To address these problems, we propose to use interpretable machine learning techniques, that is, methods where relationship among the features and the outcomes can be identified, to analyse subgroups of patient cohorts and classify them according to their outcomes. Thus, the results derived from this project may be useful for increasing the understanding of genomic structural variations on cancer and their contributing effect for treatment and prognosis. Moreover, this methodology could be potentially expandable to other types of oncological disorders.

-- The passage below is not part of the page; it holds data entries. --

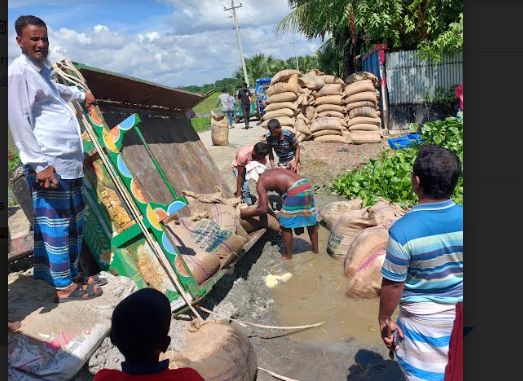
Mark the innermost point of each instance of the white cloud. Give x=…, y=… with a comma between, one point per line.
x=194, y=45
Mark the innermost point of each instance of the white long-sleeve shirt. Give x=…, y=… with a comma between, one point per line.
x=44, y=128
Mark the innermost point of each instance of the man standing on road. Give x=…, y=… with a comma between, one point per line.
x=244, y=96
x=423, y=269
x=298, y=208
x=47, y=135
x=227, y=103
x=285, y=145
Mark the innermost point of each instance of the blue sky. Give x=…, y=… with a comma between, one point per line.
x=172, y=42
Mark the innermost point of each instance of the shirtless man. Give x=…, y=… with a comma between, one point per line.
x=298, y=209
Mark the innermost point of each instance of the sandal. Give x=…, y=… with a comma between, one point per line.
x=83, y=279
x=82, y=292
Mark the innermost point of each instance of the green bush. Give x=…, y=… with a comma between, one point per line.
x=201, y=124
x=389, y=177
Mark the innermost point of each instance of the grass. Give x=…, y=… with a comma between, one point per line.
x=204, y=107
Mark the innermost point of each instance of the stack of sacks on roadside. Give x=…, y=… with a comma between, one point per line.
x=359, y=237
x=282, y=96
x=361, y=105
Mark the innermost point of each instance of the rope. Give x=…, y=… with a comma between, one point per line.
x=276, y=375
x=127, y=198
x=243, y=324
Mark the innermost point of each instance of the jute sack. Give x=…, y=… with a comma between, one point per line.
x=328, y=132
x=358, y=87
x=385, y=213
x=330, y=107
x=361, y=76
x=283, y=75
x=330, y=212
x=280, y=112
x=364, y=261
x=347, y=226
x=219, y=130
x=363, y=120
x=363, y=111
x=311, y=81
x=330, y=89
x=278, y=106
x=310, y=113
x=217, y=351
x=283, y=97
x=332, y=113
x=325, y=123
x=353, y=105
x=331, y=79
x=364, y=127
x=329, y=99
x=282, y=87
x=331, y=139
x=363, y=137
x=201, y=263
x=364, y=96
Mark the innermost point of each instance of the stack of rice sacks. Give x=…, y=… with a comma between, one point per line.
x=361, y=105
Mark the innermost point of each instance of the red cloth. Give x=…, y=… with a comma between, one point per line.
x=459, y=95
x=181, y=374
x=454, y=369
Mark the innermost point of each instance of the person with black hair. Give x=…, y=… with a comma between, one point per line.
x=140, y=330
x=47, y=135
x=244, y=155
x=423, y=269
x=244, y=96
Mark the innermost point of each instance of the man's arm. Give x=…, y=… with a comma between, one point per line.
x=390, y=296
x=239, y=180
x=263, y=203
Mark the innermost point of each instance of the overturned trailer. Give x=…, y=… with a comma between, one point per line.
x=141, y=153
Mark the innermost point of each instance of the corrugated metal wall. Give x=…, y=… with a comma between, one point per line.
x=411, y=79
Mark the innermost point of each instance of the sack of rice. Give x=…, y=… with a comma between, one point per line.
x=330, y=107
x=219, y=129
x=278, y=106
x=363, y=120
x=326, y=123
x=330, y=89
x=280, y=112
x=217, y=351
x=363, y=137
x=364, y=96
x=385, y=213
x=330, y=212
x=359, y=87
x=361, y=76
x=364, y=127
x=363, y=111
x=347, y=226
x=311, y=81
x=282, y=97
x=353, y=105
x=329, y=99
x=283, y=75
x=364, y=261
x=336, y=114
x=282, y=87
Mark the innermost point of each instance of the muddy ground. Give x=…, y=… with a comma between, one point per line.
x=243, y=294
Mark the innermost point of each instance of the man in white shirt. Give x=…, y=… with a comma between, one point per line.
x=47, y=135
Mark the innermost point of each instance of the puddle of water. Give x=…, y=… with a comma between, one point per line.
x=316, y=292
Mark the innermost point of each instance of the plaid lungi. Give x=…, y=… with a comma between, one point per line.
x=58, y=228
x=298, y=208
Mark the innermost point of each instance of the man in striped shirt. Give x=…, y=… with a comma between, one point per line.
x=423, y=269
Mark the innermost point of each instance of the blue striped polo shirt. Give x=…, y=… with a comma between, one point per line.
x=425, y=251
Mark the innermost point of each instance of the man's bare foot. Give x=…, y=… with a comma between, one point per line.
x=13, y=325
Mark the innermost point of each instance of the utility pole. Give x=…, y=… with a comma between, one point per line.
x=233, y=8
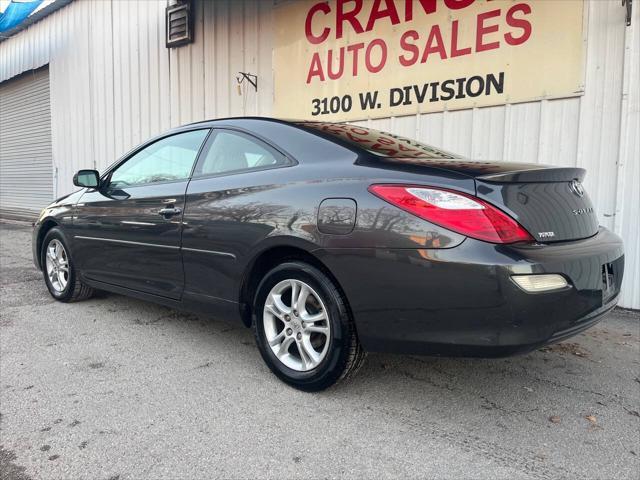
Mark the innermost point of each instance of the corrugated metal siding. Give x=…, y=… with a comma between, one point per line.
x=113, y=84
x=26, y=168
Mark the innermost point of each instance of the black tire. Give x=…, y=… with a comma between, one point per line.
x=344, y=355
x=74, y=290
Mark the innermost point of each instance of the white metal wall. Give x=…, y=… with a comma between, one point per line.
x=113, y=84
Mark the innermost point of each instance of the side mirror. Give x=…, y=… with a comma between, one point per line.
x=87, y=178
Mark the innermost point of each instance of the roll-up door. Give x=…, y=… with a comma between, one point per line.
x=26, y=162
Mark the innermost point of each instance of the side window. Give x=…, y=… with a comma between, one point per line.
x=169, y=159
x=232, y=151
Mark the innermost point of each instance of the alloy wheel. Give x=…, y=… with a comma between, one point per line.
x=296, y=325
x=57, y=263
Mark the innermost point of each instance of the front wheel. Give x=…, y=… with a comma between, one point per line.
x=59, y=270
x=303, y=327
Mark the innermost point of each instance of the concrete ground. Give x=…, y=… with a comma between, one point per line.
x=116, y=388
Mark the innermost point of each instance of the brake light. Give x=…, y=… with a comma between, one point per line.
x=455, y=211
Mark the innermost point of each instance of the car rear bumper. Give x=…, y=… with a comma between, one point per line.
x=462, y=301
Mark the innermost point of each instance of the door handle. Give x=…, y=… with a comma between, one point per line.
x=169, y=211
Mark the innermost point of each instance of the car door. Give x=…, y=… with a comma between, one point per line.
x=233, y=201
x=128, y=232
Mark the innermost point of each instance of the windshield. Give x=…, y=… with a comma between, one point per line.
x=379, y=143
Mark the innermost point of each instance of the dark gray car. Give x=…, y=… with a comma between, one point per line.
x=331, y=240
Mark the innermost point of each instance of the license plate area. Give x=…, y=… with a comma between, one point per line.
x=608, y=282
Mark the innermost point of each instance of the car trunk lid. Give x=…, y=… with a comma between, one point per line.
x=550, y=203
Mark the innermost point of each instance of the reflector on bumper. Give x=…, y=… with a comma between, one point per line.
x=540, y=283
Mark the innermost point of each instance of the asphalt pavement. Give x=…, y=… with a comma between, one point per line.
x=116, y=388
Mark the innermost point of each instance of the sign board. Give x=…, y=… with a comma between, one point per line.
x=357, y=59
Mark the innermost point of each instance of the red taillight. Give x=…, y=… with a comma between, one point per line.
x=455, y=211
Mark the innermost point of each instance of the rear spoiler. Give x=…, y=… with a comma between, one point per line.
x=538, y=175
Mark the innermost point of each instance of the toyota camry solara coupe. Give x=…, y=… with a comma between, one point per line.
x=331, y=240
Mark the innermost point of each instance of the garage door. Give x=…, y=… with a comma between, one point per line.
x=26, y=165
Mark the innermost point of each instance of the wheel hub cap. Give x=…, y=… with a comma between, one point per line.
x=296, y=325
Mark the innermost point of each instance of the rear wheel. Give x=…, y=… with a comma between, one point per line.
x=303, y=327
x=59, y=270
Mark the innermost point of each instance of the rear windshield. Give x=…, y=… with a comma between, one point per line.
x=379, y=143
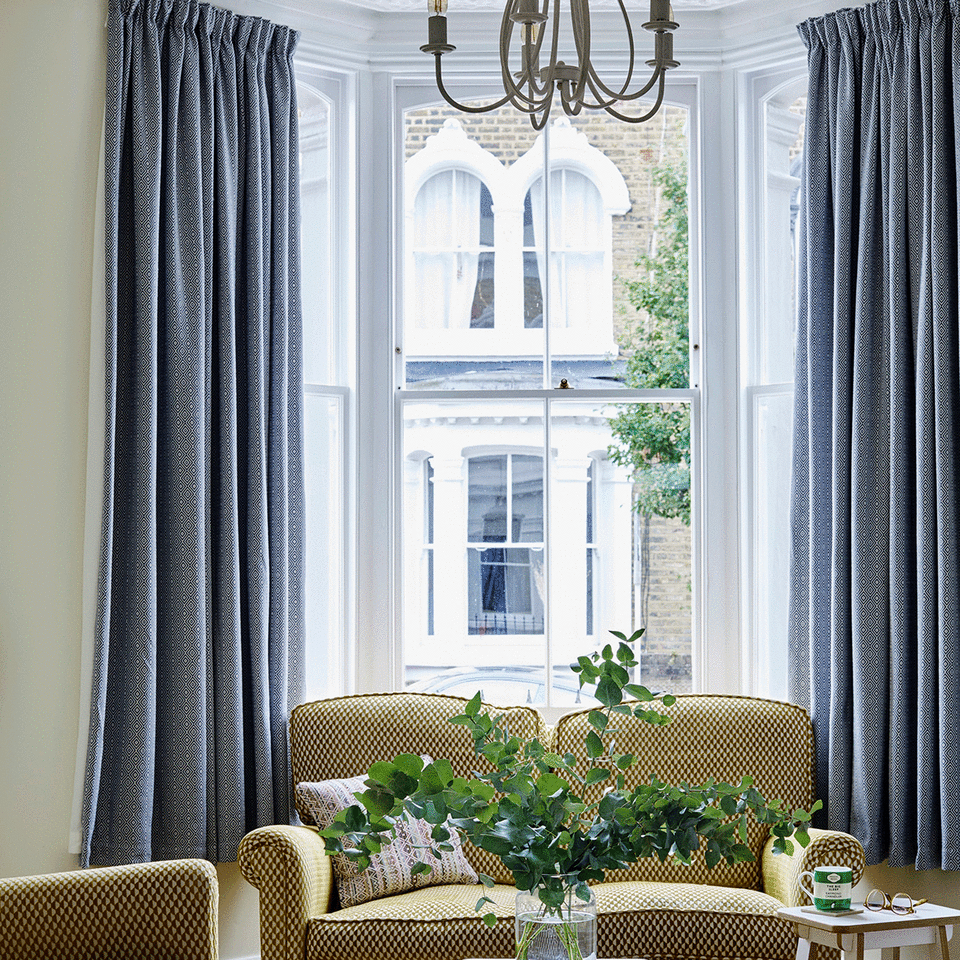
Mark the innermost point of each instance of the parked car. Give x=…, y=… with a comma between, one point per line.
x=506, y=686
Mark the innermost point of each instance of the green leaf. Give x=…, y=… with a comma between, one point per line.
x=550, y=784
x=608, y=692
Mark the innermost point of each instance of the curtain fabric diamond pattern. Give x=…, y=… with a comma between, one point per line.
x=875, y=602
x=199, y=631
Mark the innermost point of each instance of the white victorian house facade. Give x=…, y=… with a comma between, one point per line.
x=482, y=510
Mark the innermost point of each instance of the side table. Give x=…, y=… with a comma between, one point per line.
x=929, y=925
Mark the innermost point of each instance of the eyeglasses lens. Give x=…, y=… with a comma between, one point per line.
x=901, y=903
x=875, y=900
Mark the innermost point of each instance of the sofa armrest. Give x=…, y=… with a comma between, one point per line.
x=162, y=909
x=290, y=868
x=781, y=872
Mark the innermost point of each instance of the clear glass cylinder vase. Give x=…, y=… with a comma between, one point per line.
x=551, y=928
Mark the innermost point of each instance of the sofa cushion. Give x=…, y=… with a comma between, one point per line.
x=390, y=871
x=658, y=921
x=723, y=737
x=335, y=738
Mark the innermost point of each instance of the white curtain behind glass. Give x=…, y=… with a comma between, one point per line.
x=446, y=243
x=576, y=220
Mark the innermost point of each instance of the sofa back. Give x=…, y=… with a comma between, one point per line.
x=341, y=737
x=722, y=737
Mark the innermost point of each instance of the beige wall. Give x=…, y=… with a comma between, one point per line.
x=52, y=56
x=52, y=65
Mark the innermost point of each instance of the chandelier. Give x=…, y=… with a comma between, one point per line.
x=530, y=87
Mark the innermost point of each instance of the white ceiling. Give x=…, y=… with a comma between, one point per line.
x=403, y=6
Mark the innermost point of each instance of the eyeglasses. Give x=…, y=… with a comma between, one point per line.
x=899, y=903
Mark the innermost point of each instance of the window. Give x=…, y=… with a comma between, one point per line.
x=328, y=325
x=453, y=252
x=521, y=541
x=505, y=507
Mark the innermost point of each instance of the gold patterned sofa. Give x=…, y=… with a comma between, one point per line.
x=145, y=911
x=653, y=910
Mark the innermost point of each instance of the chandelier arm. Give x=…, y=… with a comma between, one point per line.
x=462, y=106
x=631, y=45
x=649, y=113
x=529, y=58
x=600, y=89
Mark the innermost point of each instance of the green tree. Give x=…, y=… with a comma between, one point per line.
x=653, y=439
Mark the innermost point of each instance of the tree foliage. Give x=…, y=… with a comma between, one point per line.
x=653, y=439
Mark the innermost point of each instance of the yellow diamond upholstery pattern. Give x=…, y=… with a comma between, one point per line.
x=342, y=737
x=657, y=911
x=150, y=911
x=714, y=736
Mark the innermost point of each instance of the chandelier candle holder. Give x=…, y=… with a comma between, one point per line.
x=530, y=87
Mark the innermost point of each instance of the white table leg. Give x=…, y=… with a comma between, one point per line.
x=856, y=951
x=803, y=949
x=938, y=950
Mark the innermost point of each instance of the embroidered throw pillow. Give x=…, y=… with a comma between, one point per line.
x=390, y=871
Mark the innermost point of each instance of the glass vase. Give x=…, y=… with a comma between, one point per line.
x=566, y=931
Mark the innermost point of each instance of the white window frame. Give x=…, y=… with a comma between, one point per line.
x=715, y=647
x=331, y=669
x=451, y=149
x=763, y=403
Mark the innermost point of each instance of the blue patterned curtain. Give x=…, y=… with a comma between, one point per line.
x=199, y=632
x=875, y=602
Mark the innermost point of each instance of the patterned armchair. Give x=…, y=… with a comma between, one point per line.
x=663, y=911
x=146, y=911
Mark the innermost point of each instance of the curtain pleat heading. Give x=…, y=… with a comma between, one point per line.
x=198, y=645
x=875, y=593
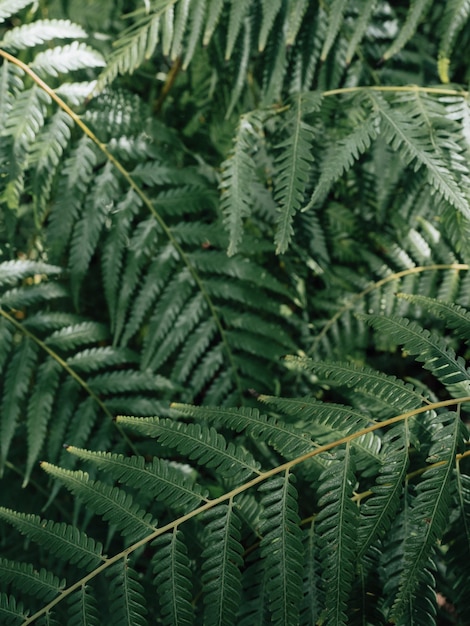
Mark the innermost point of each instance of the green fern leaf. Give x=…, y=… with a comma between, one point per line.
x=25, y=578
x=71, y=337
x=21, y=298
x=65, y=59
x=214, y=11
x=113, y=504
x=198, y=12
x=270, y=9
x=366, y=10
x=158, y=479
x=295, y=13
x=336, y=525
x=430, y=512
x=335, y=20
x=238, y=11
x=428, y=347
x=172, y=569
x=13, y=271
x=457, y=13
x=342, y=156
x=281, y=548
x=287, y=440
x=24, y=122
x=40, y=411
x=411, y=137
x=312, y=598
x=381, y=508
x=82, y=608
x=46, y=155
x=242, y=63
x=237, y=171
x=389, y=390
x=458, y=540
x=293, y=165
x=222, y=560
x=12, y=613
x=77, y=174
x=416, y=13
x=88, y=229
x=38, y=32
x=114, y=251
x=11, y=7
x=181, y=21
x=126, y=595
x=15, y=390
x=199, y=443
x=454, y=316
x=63, y=540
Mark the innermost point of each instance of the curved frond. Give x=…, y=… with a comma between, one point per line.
x=429, y=513
x=172, y=570
x=61, y=539
x=293, y=166
x=111, y=503
x=281, y=548
x=222, y=561
x=38, y=32
x=199, y=443
x=336, y=525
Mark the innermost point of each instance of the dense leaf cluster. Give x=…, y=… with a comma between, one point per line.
x=234, y=312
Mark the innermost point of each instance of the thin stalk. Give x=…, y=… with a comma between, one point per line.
x=285, y=467
x=142, y=195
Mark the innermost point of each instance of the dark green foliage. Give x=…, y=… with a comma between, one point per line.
x=234, y=312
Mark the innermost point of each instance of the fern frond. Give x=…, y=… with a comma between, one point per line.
x=454, y=316
x=428, y=347
x=293, y=166
x=361, y=25
x=417, y=11
x=15, y=390
x=113, y=504
x=336, y=525
x=429, y=514
x=172, y=569
x=88, y=228
x=158, y=479
x=222, y=560
x=389, y=390
x=270, y=9
x=411, y=137
x=63, y=540
x=287, y=440
x=281, y=548
x=65, y=59
x=39, y=411
x=77, y=174
x=126, y=595
x=23, y=576
x=199, y=443
x=342, y=156
x=456, y=14
x=458, y=539
x=238, y=11
x=335, y=20
x=39, y=32
x=11, y=611
x=237, y=171
x=295, y=13
x=378, y=512
x=46, y=155
x=10, y=7
x=82, y=608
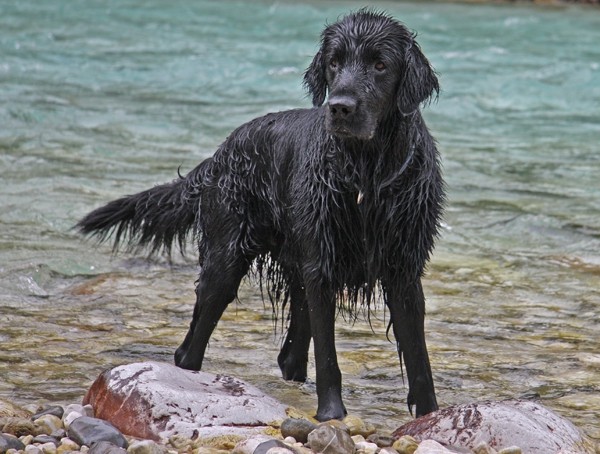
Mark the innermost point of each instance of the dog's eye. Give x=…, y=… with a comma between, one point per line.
x=380, y=66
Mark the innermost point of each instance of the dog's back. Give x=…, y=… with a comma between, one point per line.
x=328, y=201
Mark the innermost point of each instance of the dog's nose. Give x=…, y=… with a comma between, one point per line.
x=341, y=106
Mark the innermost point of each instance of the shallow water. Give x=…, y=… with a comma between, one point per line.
x=104, y=98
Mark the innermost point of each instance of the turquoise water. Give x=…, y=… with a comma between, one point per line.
x=103, y=98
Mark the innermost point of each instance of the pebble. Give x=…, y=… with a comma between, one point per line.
x=105, y=447
x=366, y=447
x=327, y=439
x=48, y=423
x=87, y=431
x=406, y=445
x=48, y=448
x=41, y=439
x=46, y=433
x=55, y=410
x=357, y=426
x=269, y=445
x=297, y=428
x=19, y=427
x=146, y=447
x=70, y=417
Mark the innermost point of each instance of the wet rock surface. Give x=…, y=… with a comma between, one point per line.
x=156, y=400
x=87, y=431
x=526, y=424
x=483, y=428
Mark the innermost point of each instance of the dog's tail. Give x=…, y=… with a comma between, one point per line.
x=154, y=219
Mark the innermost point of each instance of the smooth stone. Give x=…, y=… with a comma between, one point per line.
x=48, y=448
x=87, y=431
x=154, y=401
x=249, y=445
x=55, y=410
x=383, y=441
x=327, y=439
x=32, y=449
x=58, y=434
x=484, y=448
x=406, y=445
x=270, y=444
x=526, y=424
x=146, y=447
x=48, y=423
x=70, y=417
x=10, y=442
x=67, y=445
x=45, y=439
x=433, y=447
x=357, y=426
x=105, y=447
x=10, y=410
x=366, y=447
x=337, y=424
x=26, y=439
x=19, y=427
x=297, y=428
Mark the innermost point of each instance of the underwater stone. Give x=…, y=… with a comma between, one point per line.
x=327, y=439
x=154, y=401
x=529, y=425
x=297, y=428
x=87, y=431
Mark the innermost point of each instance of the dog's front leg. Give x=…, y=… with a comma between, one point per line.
x=293, y=357
x=321, y=306
x=407, y=310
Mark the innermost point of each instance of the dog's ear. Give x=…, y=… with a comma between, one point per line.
x=315, y=81
x=419, y=82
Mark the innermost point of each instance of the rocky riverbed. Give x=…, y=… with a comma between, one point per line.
x=57, y=430
x=156, y=408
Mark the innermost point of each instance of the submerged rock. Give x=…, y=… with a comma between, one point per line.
x=297, y=428
x=327, y=439
x=157, y=400
x=87, y=431
x=528, y=425
x=10, y=442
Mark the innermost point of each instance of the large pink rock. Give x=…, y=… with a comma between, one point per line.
x=156, y=400
x=526, y=424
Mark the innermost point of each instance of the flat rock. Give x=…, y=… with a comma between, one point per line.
x=152, y=400
x=88, y=431
x=526, y=424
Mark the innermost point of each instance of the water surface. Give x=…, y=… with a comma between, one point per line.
x=104, y=98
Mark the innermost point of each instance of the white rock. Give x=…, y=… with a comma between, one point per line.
x=32, y=449
x=367, y=447
x=527, y=424
x=154, y=400
x=48, y=448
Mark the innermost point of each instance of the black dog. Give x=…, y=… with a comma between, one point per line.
x=329, y=203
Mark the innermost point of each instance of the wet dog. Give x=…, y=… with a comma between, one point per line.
x=326, y=204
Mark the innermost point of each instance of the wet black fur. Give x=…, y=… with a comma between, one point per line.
x=329, y=203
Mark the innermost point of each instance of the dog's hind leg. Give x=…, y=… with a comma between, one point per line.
x=322, y=311
x=407, y=310
x=293, y=357
x=223, y=268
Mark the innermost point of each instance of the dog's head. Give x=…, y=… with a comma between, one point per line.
x=371, y=67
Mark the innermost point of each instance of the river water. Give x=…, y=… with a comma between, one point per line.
x=100, y=98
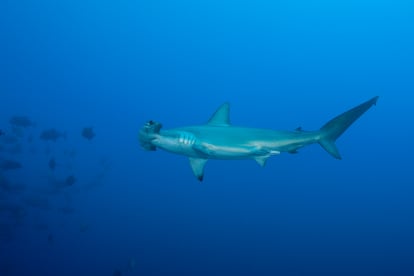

Mapping super enhancer regions to the transcriptome of individual cells and cell clusters within and between iALL patients

Berta Garrido-Zabala, Patrick Nylund, Arja Harila-Saari, Rita Niinimäki, Xingq Chen and Andreas Lennartsson

As a first attempt to understand how the epigenome influences gene expression in iALL we aim to study super enhancers (SE) regions. SE are large clusters of enhancers with anomalously high levels of transcription factor binding and marked with histone modifications such as H3K27ac.

To define the SE clusters in iALL we will map H3K27ac by CUT&Tag in KMT2A-r cell line and patient samples in order to identify specific SE within the subtypes of KMT2A-r or between KMT2A-r vs KMT2A-wt. It is crucial to fully identify the differences between KMT2A-r and KMT2A-wt or among the KMT2A-r subtypes in order to comprehend mechanisms underlying patient relapse and treatment resistance.

Of pivotal importance is to point out that this analysis will be performed on the same patient samples as the scRNA-seq, which allows for in depth data integration and brings clinical significance in the era of personalized medicine.